今回はどうなってしまうのか気になったからだ。
いや、何もすることが無くて、手持無沙汰っていうのが大部分の理由だが。
とりあえず、ミアはそれっぽく本を読んでいる。
タイトルは「小宇宙の不思議」。
……タイトルから、中身が全く予想がつかない。
今度、少し読んでみようかな……?
そんな事を考えていると、丁度ルーファスが登場した。
ルーファスは、図書室の中で本を読んでいるミアに気づくとすたすたと近づいてくる。
そして、ミアのいる机の前までやってくると、「ん゛ん゛っ!」っと咳ばらいをする。
ミアは、今気づいたという感じで顔を上げる。
「へぇ、お前が俺より上の成績を取ったやつか」
そう言ってルーファスはじっとミアを見つめる。
どこか、その視線には、負の感情が混じっているように見えるのは俺だけだろうか?
「な、何ですか!?」
突然声を掛けられて警戒しているミア。
「まぁまぁ。

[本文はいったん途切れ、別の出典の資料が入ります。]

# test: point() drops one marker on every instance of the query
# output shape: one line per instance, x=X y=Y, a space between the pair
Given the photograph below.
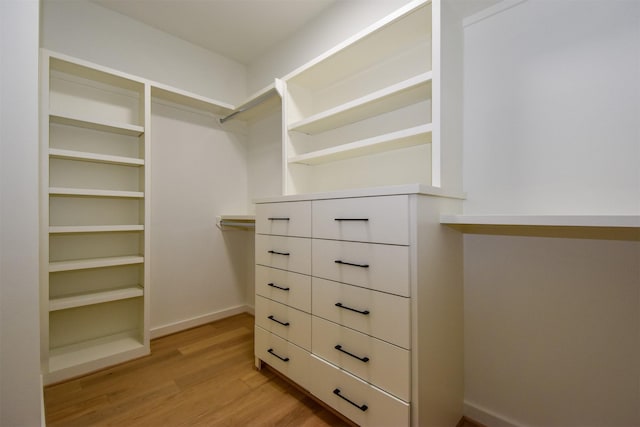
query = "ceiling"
x=237 y=29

そんな子猫ちゃんみたいに警戒することないでしょ?」
そう言って、ミアの顎をグイと持ち上げるルーファス。
ルーファスは、ミアにぐいと顔を近づける。
ミアは、シナリオの為かされるがままになっている。
「ねぇ、この後、俺と勉強会でもしない……?」
そう言って、ミアの腕をつかむルーファス。
その目には、強い情欲の炎がたぎっているように見える。
——これは、まずいのでは?
「い、嫌っ!」
しかし、ミアは、あくまでシナリオ通りふるまう事を決めたようで、本編のセリフをなぞって話を続ける。
そんなミアを見て、ルーファスはニヤッと笑う。
「いいじゃん、俺とちょっとだけ……」
ここで、物語では、ルーファスのハーレム的な物に所属している女子に声を掛けられ、止められることになるのだが……?
……おかしい。一向に人が来る気配がない。
ルーファスはミアの衣服に手を伸ばし始めている。
ミアも、助けが来ないことに気づき、「い、嫌っ!だ、誰か……」と震えだしている。
このままでは、まずい!
そう思った俺は、二人の前に飛び出す。